In general, work life in Kazakhstan is not dissimilar to that in many Western countries. Employees report working long hours, spending time traveling for their jobs, and having to deal with large amounts of bureaucracy and red tape; but at the same time, many enjoy the work-hard, play-hard culture, and feel that as long as they make friends at work, all’s fair.
In Kazakhstan, there is a well-established industrial manufacturing sector, largely concerned with machine-building (for agriculture and defense, among other things), as well as the extraction and processing of the country’s natural resources. The country’s energy sector is thriving, and economic reform and billions of dollars of foreign investment have sped up growth in recent years; moreover, it is one of the world’s top twenty oil producers, and the world’s biggest producer of uranium.
Nevertheless, agriculture and livestock still play a large part in rural areas, and almost a quarter of the country’s working population is involved in some way, although agriculture only accounted for 4.5% of GDP in the latest statistics.
Since 2001, GDP growth has been among the highest in the world, up to double digits in some years. Per capita GDP reached almost 13,000 USD in 2013 before the country started to feel the effects of the global recession. Still, the government has managed to turn around its deficit, paid off many of its debts, and instituted a new pension reform program.
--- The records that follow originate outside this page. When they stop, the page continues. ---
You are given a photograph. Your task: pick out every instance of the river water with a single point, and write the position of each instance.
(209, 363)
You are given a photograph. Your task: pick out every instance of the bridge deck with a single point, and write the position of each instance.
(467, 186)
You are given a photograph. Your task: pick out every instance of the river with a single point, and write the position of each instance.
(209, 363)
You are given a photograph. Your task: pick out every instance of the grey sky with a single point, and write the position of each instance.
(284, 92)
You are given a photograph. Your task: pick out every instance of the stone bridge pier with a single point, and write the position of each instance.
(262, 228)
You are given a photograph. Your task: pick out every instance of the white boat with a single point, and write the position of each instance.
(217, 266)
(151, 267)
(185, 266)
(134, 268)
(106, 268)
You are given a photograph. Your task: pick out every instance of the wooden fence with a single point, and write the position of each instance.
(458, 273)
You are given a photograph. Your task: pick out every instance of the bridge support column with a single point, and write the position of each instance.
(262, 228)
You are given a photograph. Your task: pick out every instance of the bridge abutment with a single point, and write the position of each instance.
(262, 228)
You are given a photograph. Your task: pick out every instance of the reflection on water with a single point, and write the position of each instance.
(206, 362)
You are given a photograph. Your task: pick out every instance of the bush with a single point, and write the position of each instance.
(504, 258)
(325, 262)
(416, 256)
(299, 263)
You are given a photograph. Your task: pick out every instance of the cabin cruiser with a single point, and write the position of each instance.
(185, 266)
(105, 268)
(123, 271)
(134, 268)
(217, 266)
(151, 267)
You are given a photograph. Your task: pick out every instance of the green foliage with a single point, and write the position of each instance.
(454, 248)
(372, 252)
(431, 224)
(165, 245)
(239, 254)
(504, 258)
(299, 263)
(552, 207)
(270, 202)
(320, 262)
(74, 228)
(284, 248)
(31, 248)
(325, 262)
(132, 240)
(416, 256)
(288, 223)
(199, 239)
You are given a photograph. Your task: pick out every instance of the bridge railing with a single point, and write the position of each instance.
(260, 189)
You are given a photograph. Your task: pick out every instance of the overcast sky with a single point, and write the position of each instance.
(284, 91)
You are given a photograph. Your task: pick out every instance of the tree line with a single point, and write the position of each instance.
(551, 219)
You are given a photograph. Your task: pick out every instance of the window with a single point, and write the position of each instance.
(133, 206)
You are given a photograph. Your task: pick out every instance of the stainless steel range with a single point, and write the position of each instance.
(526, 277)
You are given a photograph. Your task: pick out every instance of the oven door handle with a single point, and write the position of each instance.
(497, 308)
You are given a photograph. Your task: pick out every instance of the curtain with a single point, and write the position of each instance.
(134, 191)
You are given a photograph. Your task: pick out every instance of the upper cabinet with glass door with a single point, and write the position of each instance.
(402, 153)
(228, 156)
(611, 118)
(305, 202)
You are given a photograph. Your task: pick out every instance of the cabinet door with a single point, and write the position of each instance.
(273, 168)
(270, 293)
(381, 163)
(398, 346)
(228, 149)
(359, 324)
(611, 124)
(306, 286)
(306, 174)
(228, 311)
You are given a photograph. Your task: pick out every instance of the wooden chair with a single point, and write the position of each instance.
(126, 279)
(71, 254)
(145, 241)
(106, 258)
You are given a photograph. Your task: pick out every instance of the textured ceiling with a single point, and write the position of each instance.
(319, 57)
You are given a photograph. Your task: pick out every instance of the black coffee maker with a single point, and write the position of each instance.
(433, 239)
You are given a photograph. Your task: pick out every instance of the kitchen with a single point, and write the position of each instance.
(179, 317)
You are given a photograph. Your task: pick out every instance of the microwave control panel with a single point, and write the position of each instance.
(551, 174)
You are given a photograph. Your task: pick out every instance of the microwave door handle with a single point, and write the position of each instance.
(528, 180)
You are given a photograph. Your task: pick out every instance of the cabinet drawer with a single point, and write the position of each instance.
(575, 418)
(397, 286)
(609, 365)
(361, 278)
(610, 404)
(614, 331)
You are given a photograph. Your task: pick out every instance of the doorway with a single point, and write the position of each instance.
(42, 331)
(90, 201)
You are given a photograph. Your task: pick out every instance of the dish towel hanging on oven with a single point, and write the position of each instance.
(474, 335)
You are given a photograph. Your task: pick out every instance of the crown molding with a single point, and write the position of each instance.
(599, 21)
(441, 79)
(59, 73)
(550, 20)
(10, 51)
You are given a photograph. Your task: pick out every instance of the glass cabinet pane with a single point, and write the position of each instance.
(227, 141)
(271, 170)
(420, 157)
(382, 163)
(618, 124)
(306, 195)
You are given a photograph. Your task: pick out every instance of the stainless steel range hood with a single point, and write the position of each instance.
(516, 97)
Oil and petroleum may be the first thing that comes to mind when people think of Kazakhstan, and it’s certainly big business and highly appealing to those wishing to further their career in oil (there are even plans to link the country’s Caspian coastline with pipes reaching China, and to the Black Sea).
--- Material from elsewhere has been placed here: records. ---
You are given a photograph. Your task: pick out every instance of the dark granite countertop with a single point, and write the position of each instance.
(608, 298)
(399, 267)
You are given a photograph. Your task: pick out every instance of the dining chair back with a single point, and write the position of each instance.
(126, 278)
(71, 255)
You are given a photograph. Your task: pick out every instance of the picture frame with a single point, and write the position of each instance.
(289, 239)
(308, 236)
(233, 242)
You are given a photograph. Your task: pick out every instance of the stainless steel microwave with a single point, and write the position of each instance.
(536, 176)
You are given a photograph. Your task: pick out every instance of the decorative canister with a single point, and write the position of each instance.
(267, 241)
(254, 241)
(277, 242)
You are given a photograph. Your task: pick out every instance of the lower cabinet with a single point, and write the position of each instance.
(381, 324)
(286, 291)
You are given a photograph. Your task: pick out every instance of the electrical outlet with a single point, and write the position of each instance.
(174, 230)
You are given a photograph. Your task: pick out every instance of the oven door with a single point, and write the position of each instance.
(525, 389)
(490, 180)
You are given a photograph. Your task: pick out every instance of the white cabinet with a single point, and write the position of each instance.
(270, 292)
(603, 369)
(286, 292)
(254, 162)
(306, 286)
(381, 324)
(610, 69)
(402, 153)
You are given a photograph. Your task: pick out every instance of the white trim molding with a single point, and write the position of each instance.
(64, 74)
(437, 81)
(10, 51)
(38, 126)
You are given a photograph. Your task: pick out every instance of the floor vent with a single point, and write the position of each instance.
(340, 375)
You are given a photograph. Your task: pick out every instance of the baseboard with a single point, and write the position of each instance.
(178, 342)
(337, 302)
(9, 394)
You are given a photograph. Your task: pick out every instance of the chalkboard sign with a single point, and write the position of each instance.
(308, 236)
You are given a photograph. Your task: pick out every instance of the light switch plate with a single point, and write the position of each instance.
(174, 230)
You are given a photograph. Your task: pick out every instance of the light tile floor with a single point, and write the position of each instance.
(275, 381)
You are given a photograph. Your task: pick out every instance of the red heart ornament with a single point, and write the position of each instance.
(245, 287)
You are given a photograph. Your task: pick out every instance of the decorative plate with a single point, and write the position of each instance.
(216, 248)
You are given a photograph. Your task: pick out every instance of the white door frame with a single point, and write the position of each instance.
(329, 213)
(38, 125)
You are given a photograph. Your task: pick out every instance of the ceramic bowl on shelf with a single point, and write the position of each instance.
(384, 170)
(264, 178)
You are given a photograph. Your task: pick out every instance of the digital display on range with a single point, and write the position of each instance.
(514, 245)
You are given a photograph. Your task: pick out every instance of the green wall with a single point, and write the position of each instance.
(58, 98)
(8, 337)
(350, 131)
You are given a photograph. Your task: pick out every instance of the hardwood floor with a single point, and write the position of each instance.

However, there are also jobs available in other sectors, particularly for those who can teach English, either to adults or children. You’ll normally need a degree to work in a school as a teacher, but if you’re a native speaker, you may find employment without much experience. Some of these language-teaching posts can be quite lucrative. That’s important, because although some essentials like petrol and utilities are cheap in Kazakhstan, many everyday items are expensive, so a decent salary is essential.
Many large international companies — including banks such as Citigroup and the Royal Bank of Scotland Group — also have offices in Kazakhstan, so expatriates can check the recruitment section of their websites for working opportunities in Kazakhstan.
In addition, there are increasing numbers of jobs in the tourism sector, a continuing flow of diplomatic vacancies, and the country’s health service is due for an overhaul, too.
To obtain the right to stay and work in Kazakhstan, you’ll need a work permit, usually organized by your employer, which can involve considerable expense and form-filling. Many companies will employ legal consultants to make sure this is done perfectly. It’s worth being aware that the government limits work permits to a certain number each year and also that the rules are subject to change, so check embassy websites and ask your employer for advice.